Vergleichstest: Starke & leise CPU Kühler im Single Tower Format

Thermalright True Spirit 140 Power

Lange Zeit konnte Thermalright mit dem True Spirit 140 und später dem Tue Spirit 140 BW nicht nur die Leistungskrone im Preisbereich um 35 Euro mit teils großen Abstand zur Konkurrenz behaupten, sondern trotz einer niedrigen Maximaldrehzahl des mitgelieferten Lüfters auch reihenweise deutlich kostspieligerer Kühler in die Schranken weisen. Der mitgelieferte Lüfter war auffällig frei von Nebengeräuschen, was den True Spirit insgesamt zum König seiner Klasse machte – mit einer einzigen Einschränkung: Bei einer Höhe von 17 cm passte der Kühler längst nicht in jedes Gehäuse.

Das bekannte Modell wird nun durch den True Spirit 140 Power ersetzt. Dieser bietet aber nicht nur ein Upgrade des Erscheinungsbildes in Form einer schwarz lackierten Abschlussblende und neuerings vernickelter Heatpipes: Es kommen ab sofort statt der bekannten sechs sechs Millimeter großen nun größere 8-mm-Heatpipes zum Einsatz.
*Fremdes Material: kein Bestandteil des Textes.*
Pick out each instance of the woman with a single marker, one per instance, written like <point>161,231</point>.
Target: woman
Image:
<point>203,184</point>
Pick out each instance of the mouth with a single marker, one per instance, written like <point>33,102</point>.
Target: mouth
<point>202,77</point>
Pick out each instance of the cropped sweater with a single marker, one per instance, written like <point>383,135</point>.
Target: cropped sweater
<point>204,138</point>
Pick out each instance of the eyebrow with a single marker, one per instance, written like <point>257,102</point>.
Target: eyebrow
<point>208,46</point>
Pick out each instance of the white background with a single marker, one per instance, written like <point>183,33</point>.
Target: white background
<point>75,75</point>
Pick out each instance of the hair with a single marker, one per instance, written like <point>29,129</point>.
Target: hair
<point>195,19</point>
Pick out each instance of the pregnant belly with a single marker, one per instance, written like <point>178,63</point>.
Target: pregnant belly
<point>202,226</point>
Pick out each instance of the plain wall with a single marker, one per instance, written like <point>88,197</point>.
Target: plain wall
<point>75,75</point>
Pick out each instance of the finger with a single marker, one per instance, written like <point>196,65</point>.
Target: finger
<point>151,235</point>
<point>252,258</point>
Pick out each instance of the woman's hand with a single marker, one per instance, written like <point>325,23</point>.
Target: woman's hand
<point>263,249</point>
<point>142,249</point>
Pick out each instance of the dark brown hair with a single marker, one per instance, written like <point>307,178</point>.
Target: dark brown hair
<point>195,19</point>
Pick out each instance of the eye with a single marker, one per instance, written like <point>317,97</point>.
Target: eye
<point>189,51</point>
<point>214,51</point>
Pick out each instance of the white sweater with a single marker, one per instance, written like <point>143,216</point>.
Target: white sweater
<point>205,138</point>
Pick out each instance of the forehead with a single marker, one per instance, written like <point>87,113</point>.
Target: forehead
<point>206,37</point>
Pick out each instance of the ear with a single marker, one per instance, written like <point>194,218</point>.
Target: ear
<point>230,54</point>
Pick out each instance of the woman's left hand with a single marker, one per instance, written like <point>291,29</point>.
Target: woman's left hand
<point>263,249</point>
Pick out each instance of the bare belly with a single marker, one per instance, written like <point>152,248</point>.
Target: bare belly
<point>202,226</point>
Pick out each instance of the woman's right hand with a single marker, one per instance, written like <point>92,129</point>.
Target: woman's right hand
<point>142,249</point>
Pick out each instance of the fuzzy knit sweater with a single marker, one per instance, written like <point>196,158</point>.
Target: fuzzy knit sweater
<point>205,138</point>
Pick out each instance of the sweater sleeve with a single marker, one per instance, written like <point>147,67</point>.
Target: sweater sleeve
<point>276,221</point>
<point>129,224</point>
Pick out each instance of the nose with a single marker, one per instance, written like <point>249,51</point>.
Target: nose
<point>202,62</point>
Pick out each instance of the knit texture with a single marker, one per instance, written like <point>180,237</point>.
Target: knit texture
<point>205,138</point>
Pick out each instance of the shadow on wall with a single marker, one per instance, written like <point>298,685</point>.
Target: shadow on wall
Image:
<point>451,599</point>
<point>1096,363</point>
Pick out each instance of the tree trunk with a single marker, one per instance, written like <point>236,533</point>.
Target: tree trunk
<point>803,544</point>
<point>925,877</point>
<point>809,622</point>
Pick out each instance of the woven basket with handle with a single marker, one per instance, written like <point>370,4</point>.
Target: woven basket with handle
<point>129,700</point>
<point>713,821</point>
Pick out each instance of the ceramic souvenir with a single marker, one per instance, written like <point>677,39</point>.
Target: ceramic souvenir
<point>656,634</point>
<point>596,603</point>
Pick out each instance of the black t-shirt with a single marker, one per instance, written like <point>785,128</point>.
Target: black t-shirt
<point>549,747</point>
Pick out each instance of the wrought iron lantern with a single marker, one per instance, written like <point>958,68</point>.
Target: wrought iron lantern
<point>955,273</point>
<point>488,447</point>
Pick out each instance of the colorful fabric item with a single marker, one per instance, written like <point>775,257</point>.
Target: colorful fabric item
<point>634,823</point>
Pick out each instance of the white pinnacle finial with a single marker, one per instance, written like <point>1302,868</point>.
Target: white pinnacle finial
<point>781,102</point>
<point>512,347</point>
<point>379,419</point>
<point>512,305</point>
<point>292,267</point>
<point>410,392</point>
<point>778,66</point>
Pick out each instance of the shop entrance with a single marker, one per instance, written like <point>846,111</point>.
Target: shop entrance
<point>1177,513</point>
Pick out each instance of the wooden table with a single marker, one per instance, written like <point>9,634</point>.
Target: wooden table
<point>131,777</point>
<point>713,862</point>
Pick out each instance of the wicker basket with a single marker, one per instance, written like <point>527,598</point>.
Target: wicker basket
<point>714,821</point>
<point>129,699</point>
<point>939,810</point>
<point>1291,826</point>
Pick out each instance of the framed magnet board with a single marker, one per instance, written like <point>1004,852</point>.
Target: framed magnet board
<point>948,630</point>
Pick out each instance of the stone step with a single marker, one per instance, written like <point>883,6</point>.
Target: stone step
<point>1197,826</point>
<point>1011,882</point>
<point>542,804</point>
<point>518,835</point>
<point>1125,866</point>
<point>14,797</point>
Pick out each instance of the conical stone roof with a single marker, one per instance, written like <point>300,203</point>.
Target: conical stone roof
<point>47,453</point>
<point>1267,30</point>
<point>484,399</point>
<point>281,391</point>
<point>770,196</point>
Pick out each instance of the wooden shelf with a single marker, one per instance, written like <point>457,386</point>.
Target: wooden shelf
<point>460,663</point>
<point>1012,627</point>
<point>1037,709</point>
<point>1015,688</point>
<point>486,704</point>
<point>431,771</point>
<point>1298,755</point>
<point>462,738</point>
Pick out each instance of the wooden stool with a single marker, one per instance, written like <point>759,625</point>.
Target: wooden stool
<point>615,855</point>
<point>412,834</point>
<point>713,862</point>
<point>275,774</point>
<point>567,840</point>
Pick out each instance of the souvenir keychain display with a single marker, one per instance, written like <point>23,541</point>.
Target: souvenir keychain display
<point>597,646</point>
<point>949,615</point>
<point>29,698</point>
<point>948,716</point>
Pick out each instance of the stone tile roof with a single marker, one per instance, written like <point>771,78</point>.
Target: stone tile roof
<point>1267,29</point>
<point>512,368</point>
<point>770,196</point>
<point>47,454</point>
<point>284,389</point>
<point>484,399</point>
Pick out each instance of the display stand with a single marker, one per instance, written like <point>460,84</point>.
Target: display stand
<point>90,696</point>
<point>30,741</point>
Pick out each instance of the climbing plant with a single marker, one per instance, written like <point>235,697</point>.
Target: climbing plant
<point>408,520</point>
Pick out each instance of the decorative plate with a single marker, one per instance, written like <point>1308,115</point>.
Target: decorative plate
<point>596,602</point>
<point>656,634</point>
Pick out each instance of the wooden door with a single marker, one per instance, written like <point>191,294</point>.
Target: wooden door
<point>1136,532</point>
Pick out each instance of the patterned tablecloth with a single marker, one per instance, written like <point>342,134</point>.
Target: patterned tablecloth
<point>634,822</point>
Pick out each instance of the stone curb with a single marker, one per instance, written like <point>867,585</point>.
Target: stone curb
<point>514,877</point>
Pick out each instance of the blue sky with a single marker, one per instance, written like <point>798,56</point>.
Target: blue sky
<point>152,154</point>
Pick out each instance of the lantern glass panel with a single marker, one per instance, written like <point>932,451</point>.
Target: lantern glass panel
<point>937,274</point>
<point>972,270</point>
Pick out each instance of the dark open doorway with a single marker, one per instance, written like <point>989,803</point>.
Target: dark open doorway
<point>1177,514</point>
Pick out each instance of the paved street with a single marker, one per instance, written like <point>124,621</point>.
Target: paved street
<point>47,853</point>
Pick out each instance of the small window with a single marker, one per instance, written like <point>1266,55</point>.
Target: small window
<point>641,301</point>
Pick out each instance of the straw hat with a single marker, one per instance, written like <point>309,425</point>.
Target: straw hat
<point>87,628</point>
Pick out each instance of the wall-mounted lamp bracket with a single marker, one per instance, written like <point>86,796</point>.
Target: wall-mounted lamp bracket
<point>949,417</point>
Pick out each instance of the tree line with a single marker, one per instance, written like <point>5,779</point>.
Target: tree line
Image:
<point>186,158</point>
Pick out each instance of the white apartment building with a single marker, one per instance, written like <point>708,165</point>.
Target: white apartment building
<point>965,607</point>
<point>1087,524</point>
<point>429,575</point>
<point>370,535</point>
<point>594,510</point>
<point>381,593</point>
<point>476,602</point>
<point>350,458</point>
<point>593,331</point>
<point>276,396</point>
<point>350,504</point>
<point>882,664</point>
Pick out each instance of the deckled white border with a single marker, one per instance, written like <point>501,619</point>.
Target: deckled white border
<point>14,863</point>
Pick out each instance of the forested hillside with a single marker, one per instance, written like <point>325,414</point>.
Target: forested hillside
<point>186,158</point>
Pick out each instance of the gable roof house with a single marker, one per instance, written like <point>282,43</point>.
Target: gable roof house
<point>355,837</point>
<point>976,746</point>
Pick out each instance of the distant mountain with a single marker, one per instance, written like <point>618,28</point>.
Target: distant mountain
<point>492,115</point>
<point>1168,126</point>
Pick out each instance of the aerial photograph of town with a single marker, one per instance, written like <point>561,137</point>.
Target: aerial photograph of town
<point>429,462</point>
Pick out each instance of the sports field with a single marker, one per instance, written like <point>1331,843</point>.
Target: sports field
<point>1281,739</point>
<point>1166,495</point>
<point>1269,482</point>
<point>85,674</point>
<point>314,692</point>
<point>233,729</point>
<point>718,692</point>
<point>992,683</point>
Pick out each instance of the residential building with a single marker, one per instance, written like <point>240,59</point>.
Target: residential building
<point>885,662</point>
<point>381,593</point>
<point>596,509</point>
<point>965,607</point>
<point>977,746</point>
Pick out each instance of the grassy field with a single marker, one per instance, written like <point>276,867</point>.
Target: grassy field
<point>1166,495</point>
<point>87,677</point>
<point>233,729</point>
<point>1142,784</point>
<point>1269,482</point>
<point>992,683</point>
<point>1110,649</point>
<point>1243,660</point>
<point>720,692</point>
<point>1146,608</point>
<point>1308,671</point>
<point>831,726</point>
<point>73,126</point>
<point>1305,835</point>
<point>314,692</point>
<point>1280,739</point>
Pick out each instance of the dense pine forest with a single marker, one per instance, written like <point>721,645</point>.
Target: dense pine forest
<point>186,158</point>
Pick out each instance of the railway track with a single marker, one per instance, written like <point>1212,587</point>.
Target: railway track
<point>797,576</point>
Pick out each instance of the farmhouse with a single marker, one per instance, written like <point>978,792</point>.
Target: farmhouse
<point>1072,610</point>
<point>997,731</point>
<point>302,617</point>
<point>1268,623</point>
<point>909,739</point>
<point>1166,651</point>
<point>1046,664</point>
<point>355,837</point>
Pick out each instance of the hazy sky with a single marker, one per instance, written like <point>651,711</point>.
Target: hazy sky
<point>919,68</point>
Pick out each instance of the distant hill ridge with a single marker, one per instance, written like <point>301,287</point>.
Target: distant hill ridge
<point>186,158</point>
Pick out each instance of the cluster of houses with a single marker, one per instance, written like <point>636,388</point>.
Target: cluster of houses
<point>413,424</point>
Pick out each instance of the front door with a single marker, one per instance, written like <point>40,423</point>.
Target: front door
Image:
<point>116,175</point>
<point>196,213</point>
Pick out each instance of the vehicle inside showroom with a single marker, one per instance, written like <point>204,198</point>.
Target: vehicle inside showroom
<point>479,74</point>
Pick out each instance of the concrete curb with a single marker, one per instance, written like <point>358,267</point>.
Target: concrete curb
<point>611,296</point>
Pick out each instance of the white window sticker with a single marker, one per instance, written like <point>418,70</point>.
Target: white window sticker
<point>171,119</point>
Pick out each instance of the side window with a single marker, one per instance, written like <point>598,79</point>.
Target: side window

Somit sollte der True Spirit 140 Power in der Lage sein, die Abwärme von noch höher übertakteten CPUs abzuführen, als es beim Vorgänger der Fall war.

Bislang waren Thermalrights True Spirit CPU Kühler dafür bekannt, gänzlich auf optische Spielereien zu verzichten und dafür exzellente Kühlleistung im jeweiligen Preisbereich zu liefern. Mit dem True Spirit 140 Power kehrt man von diesem Grundsatz wie bereits angedeutet ein wenig ab.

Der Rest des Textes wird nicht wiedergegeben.